The train set out in this order from Longwood, passed by the barracks, and was met by the garrison, about 2500 in number, drawn up on the left of the road as far as Hut's Gate. Military bands placed at different distances added still more, by the mournful airs which they played, to the striking solemnity of the occasion. When the train had passed the troops followed and accompanied it to the burying-place. The dragoons marched first. Then came the 20th Regiment of infantry, the marines, the 66th, the volunteers of St. Helena, and lastly, the company of Royal Artillery, with fifteen pieces of cannon. Lady Lowe and her daughter were at the roadside at Hut's Gate, in an open carriage drawn by two horses. They were attended by some domestics in mourning, and followed the procession at a distance. The fifteen pieces of artillery were ranged along the road, and the gunners were at their posts ready to fire. Having advanced about a quarter of a mile beyond Hut's Gate the hearse stopped, the troops halted and drew up in line of battle by the roadside. The grenadiers then raised the coffin on their shoulders and bore it thus to the place of interment, by the new route which had been made on purpose on the declivity of the mountain. All the attendants alighted, the ladies descended from their carriages, and the procession followed the corpse without observing any regular order.

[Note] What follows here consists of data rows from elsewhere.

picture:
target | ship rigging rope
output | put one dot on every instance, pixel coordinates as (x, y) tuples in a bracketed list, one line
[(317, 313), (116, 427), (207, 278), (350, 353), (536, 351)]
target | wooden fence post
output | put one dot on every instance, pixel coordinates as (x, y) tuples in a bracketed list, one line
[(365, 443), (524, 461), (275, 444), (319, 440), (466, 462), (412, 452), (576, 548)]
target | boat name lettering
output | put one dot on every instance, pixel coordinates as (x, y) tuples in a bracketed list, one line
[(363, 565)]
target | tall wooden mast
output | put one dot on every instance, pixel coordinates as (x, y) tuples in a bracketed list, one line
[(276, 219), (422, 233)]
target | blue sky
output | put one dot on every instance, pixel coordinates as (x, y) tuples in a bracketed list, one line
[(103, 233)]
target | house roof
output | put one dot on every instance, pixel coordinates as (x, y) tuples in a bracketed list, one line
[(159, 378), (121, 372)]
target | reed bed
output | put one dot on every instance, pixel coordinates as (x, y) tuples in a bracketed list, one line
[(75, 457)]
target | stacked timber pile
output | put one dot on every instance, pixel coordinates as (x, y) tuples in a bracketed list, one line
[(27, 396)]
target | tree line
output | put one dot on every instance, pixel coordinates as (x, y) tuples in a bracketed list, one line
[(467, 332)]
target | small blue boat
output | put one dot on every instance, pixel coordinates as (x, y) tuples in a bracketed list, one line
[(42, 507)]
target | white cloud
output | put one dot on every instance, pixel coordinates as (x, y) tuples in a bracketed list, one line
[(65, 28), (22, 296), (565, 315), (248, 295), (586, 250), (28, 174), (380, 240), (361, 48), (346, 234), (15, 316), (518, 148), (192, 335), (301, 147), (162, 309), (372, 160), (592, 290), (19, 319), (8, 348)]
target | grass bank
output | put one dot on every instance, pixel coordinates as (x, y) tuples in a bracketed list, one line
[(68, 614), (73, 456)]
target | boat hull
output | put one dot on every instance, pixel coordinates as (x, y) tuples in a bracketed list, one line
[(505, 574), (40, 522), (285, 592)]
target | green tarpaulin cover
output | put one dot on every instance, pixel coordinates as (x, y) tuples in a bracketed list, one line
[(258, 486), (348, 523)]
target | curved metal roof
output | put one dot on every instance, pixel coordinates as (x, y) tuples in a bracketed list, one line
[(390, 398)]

Counts Bertrand and Montholon, Marchand and young Napoleon Bertrand, carried the four corners of the pall. The coffin was laid down at the side of the tomb, which was hung with black. Near were seen the cords and pulleys which were to lower it into the earth. The coffin was then uncovered, the Abbe Vignale repeated the usual prayers, and the body was let down into the grave with the feet to the east. The artillery then fired three salutes in succession of fifteen discharges each. The Admiral's vessel had fired during the procession twenty-five minute guns from time to time. A huge stone, which was to have been employed in the building of the new house of the Emperor, was now used to close his grave, and was lowered till it rested on a strong stone wall so as not to touch the coffin. While the grave was closed the crowd seized upon the willows, which the former presence of Napoleon had already rendered objects of veneration. Every one was ambitious to possess a branch or some leaves of these trees which were henceforth to shadow the tomb of this great man, and to preserve them as a precious relic of so memorable a scene. The Governor and Admiral endeavoured to prevent this outrage, but in vain. The Governor, however, surrounded the spot afterwards with a barricade, where he placed a guard to keep off all intruders. The tomb of the Emperor was about a league from Longwood. It was of a quadrangular shape, wider at top than at bottom; the depth about twelve feet. The coffin was placed on two strong pieces of wood, and was detached in its whole circumference.
The companions of Napoleon returned to France, and the island gradually resumed its former quiet state, while the willows weeping over the grave guarded the ashes of the man for whom Europe had been all too small.